Gabbard, CIA Director John Ratcliffe and Attorney General Pam Bondi have released a series of intelligence and law enforcement reports over the last month that they claim prove that spy agencies' finding that Moscow intervened in the 2016 presidential election to help Trump was a "hoax" concocted by the Obama administration.

The document that Gabbard ordered released on July 23 is a 46-page report stemming from a review begun in 2017 by a majority of Republicans on the House Intelligence Committee. It takes issue with U.S. intelligence agencies' finding earlier that year that Russian President Vladimir Putin developed a preference for Trump over Democrat Hillary Clinton and aspired to help him win the election.

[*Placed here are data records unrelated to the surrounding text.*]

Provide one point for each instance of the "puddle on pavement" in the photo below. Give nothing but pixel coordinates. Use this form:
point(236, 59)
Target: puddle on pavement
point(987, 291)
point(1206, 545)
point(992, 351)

The declassified version of the report included relatively few redactions, and it included references to eavesdropping and an "established clandestine" human source with insights into Russian President Vladimir Putin's view of the U.S. presidential contest.

Michael van Landingham, a former CIA analyst who helped write the 2017 intelligence community assessment, said he was taken aback at the detail exposed in the declassified document.

"I was shocked to see the declassification detailing the dates the US IC [intelligence community] gathered material, naming specific Russian actors, and quoting at length from both raw and serialized intelligence reports of Russian leadership discussions," he told NBC News. "This sort of information would allow for Russian authorities to easily find potential sources of the leaks, which would complicate the job of the US IC keeping America safe."

Likewise, Larry Pfeiffer, a former senior CIA and White House official told the podcast "SpyTalk," "I almost felt like I was going to get in trouble for having read that document. Sources and methods could be easily inferred in almost every instance... I don't know if I've seen a document of that sensitivity so lightly redacted."

Multiple independent reviews, including an exhaustive bipartisan probe by the Senate Intelligence Committee, have found that Putin intervened in part to help Trump win the 2016 election. Two former CIA officials who led the intelligence agencies' assessment also told The Post they stood by their sourcing and analysis.